Kaynak:  Tirmizi, Tefsir Al-i İmran, (3013).

Konu:  Ashab-ı Kiram


4432-)  Hz. Enes radıyallahu anh anlatıyor: "Ümmü Süleym radıyallahu anha dedi ki: "Ey Allah'ın Resûlü! Hadimin Enes için Allah Teala Hazretlerine dua ediver!" Bunun üzerine şu duayı yapıverdi: "Allahım, onun malını, çocuklarını çoğalt ve ona verdiklerini hakkında mübarek kıl!"
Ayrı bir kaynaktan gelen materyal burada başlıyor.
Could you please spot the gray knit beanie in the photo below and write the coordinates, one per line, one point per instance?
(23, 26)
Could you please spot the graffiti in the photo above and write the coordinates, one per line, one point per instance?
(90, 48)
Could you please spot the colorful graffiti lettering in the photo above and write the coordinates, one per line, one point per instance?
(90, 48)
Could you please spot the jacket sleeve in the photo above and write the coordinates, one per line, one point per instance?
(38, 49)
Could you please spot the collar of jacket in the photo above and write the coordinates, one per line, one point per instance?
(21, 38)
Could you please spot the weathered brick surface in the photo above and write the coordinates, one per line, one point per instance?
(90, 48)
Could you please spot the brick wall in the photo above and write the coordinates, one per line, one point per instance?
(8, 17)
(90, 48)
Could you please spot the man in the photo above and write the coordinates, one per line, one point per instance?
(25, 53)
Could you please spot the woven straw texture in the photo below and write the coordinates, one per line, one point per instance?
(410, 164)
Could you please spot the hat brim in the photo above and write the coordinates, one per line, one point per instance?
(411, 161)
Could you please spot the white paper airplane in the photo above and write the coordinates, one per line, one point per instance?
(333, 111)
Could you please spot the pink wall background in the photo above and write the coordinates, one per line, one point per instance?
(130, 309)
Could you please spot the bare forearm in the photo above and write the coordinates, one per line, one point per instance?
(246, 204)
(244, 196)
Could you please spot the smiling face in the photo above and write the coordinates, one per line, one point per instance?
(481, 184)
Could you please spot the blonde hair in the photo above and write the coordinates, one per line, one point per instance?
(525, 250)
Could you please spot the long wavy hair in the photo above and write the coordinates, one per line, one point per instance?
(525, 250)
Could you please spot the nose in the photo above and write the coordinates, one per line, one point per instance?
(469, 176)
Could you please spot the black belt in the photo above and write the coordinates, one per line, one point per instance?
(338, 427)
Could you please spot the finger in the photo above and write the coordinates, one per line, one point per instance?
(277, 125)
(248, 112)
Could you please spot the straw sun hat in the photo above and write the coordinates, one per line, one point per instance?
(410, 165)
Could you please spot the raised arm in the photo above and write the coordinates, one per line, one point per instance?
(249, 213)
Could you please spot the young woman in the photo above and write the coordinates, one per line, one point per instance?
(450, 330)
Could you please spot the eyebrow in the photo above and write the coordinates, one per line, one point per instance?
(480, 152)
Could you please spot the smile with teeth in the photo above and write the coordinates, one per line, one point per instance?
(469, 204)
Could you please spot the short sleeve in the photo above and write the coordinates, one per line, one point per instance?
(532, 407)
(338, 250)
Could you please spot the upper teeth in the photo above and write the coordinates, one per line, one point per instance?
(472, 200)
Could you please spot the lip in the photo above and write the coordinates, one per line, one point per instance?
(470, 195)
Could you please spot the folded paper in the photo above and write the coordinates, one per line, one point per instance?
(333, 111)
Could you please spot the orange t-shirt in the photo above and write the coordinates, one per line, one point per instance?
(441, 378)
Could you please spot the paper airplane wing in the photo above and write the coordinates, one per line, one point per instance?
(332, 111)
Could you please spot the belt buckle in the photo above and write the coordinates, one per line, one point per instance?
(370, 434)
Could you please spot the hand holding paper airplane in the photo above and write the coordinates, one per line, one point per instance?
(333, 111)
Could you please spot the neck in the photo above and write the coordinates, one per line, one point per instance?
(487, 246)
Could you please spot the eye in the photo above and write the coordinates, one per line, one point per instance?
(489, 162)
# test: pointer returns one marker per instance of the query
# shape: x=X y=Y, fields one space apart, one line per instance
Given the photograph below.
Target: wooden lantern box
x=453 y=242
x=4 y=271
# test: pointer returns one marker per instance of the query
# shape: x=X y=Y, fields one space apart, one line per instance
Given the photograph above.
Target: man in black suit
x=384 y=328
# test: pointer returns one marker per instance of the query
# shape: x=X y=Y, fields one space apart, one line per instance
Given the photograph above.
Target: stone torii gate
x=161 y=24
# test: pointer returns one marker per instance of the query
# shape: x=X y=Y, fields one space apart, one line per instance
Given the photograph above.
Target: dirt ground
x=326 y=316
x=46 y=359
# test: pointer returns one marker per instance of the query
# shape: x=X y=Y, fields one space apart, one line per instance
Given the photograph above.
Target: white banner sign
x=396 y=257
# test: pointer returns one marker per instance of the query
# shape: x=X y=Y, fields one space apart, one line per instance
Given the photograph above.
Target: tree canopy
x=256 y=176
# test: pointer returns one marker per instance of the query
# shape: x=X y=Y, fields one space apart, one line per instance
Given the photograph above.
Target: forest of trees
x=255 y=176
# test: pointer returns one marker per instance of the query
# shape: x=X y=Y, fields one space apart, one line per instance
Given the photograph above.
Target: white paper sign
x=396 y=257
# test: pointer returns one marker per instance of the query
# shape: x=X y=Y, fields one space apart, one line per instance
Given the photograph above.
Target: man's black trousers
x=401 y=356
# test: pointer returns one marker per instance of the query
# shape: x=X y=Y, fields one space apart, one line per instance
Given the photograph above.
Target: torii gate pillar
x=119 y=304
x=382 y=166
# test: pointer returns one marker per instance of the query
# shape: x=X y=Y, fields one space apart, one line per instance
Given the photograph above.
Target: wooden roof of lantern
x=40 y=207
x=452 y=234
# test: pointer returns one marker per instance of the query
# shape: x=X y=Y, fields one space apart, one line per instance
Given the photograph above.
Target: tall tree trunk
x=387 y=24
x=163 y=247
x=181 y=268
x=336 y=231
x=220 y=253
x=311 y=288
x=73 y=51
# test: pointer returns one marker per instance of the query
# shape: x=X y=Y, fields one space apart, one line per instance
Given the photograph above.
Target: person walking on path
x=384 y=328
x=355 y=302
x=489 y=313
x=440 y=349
Kaynak:  Buhari, Da'avat 19, 26, 47, Savm 61; Müslim, Mesacid 268, (660), Fezailu's-Sahabe 141, 142, (2480, 2481); Tirmizi, Menakıb, (3827, 3828).

Konu:  Ashab-ı Kiram


4433-)  Ebu Halde Halid İbnu Dinar anlatıyor: "Ebu'l-Aliye'ye: "Enes, "Resûlullah aleyhissalatu vesselam'dan hadis işitti mi?" diye sordu. Ebu'l-Aliye: "(Bu nasıl soru?) Hz. Enes on yıl Resûlullah'a hizmet etti, Resûlullah onun için duada bulundu. Enes'in bir bahçesi vardı, yılda iki sefer meyve verirdi. Bahçede bir reyhanı vardı, ondan misk kokusu gelirdi" diye cevap verdi.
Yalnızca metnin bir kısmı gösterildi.